Further, the impact is felt broadly by consumers of health care. Sometimes, an out-of-network care episode generates an eye-popping surprise balance bill that ends up in the news, but in many other cases, the insurer agrees to pay the very high charge, and this, along with high in-network rates, drives up premiums for everyone.
Policymakers who want to solve this problem need to correct the market failure and create an environment where these providers face a more typical set of incentives. There are two basic ways to approach the solution.
The first is to establish an amount that these physicians will be paid when they deliver care out-of-network. Policymakers should establish the out-of-network price for the relevant service, either directly or through arbitration; prohibit balance billing above this amount; and require the insurer treat this amount as in-network. The goal is not to establish the exactly “correct” commercial payment rate, but rather to establish conditions that diminish the attractiveness of the out-of-network option and lead these providers to go in-network or work with hospitals to get paid a normal rate. While there are a number of methodologies that can be used to establish this out-of-network price, it is critical that it not be set at a rate that is “too high” (either higher than now or that locks in the current distorted rate), since that would drive up costs and frustrate the basic goal of restoring a market for these services.
The second approach is to get these types of providers out of the business of billing directly to patients or insurers, at all. Instead, they would be paid by the hospital or other facility in which they practice. Hospitals would negotiate with insurance companies for a rate that includes the services, and the hospitals would pay the anesthesiologists and other-facility based providers. An alternative version would require that facility-based providers establish contracts with all insurers that are in-network for the facility at which they practice.

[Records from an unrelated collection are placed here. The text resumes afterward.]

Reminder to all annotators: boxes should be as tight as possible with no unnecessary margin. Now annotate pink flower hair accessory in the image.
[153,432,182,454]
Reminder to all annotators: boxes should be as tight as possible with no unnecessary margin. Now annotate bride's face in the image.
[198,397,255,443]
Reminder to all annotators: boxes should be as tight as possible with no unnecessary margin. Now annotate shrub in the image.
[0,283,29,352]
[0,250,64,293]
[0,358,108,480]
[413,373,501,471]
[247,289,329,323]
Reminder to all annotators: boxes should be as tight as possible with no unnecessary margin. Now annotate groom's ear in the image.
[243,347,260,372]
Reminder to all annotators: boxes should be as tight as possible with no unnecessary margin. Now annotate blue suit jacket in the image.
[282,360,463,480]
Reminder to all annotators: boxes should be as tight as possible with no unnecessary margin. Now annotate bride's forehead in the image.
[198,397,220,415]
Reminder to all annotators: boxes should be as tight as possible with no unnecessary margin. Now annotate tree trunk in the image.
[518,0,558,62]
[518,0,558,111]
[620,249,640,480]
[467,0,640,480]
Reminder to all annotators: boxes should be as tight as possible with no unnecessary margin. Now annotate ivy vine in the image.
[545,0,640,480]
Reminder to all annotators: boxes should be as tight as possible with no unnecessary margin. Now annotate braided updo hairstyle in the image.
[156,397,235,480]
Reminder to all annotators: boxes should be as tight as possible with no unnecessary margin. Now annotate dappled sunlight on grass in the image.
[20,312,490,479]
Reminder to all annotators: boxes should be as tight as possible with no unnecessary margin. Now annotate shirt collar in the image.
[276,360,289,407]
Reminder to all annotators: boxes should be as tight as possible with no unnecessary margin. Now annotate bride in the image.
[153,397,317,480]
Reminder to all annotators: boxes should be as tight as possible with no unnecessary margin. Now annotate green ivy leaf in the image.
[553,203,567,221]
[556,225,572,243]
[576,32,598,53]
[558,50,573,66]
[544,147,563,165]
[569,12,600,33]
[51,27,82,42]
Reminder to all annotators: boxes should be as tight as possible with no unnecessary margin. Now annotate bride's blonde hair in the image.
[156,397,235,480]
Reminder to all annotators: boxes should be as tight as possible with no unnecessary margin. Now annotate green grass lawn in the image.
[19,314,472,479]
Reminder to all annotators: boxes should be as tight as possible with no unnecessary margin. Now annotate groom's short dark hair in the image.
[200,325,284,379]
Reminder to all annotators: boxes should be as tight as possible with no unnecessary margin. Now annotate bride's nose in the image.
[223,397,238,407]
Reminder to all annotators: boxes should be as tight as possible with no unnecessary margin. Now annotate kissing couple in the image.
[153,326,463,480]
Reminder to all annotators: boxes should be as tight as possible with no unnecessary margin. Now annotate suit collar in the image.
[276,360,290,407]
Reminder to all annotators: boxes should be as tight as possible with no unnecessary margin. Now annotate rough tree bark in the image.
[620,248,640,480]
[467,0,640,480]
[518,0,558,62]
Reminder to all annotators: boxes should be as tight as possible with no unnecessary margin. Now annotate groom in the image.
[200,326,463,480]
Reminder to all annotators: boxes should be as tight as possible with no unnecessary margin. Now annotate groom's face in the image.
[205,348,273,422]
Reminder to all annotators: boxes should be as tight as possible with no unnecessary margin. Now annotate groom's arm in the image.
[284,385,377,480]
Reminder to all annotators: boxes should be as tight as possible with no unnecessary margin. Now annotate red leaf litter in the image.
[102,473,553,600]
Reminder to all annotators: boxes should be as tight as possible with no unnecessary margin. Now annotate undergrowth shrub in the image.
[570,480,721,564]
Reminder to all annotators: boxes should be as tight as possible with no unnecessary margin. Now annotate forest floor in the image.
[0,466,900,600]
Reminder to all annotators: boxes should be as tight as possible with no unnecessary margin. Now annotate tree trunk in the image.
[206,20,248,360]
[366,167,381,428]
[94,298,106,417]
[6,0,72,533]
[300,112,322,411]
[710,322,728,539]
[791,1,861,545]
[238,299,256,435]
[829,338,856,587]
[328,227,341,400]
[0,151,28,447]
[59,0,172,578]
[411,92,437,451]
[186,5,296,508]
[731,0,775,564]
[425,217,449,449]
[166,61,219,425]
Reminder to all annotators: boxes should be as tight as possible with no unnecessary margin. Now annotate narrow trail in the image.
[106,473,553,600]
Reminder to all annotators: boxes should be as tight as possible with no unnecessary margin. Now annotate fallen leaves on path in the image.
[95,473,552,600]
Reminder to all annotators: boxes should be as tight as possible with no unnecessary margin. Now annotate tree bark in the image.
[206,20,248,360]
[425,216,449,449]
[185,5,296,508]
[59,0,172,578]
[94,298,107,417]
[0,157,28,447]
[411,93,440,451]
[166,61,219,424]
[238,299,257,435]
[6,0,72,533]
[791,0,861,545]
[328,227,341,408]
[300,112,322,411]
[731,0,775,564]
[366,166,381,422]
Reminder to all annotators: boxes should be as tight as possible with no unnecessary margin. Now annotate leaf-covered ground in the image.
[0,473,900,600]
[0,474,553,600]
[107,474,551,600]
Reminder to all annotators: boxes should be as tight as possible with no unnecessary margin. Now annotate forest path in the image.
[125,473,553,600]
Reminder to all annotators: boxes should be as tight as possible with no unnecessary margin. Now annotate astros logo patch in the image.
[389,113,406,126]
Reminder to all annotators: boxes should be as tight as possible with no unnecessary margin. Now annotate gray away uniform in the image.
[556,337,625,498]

Before I close, I want to briefly highlight the work states are already doing. Many states have taken steps to correct the market failure by pursuing a diverse array of policies – generally by capping the amount that a provider can be paid out of network. But states are somewhat limited in their ability to act comprehensively by the threat of ERISA preemption, and they face challenging border-state issues.
Thank you. I look forward to your questions.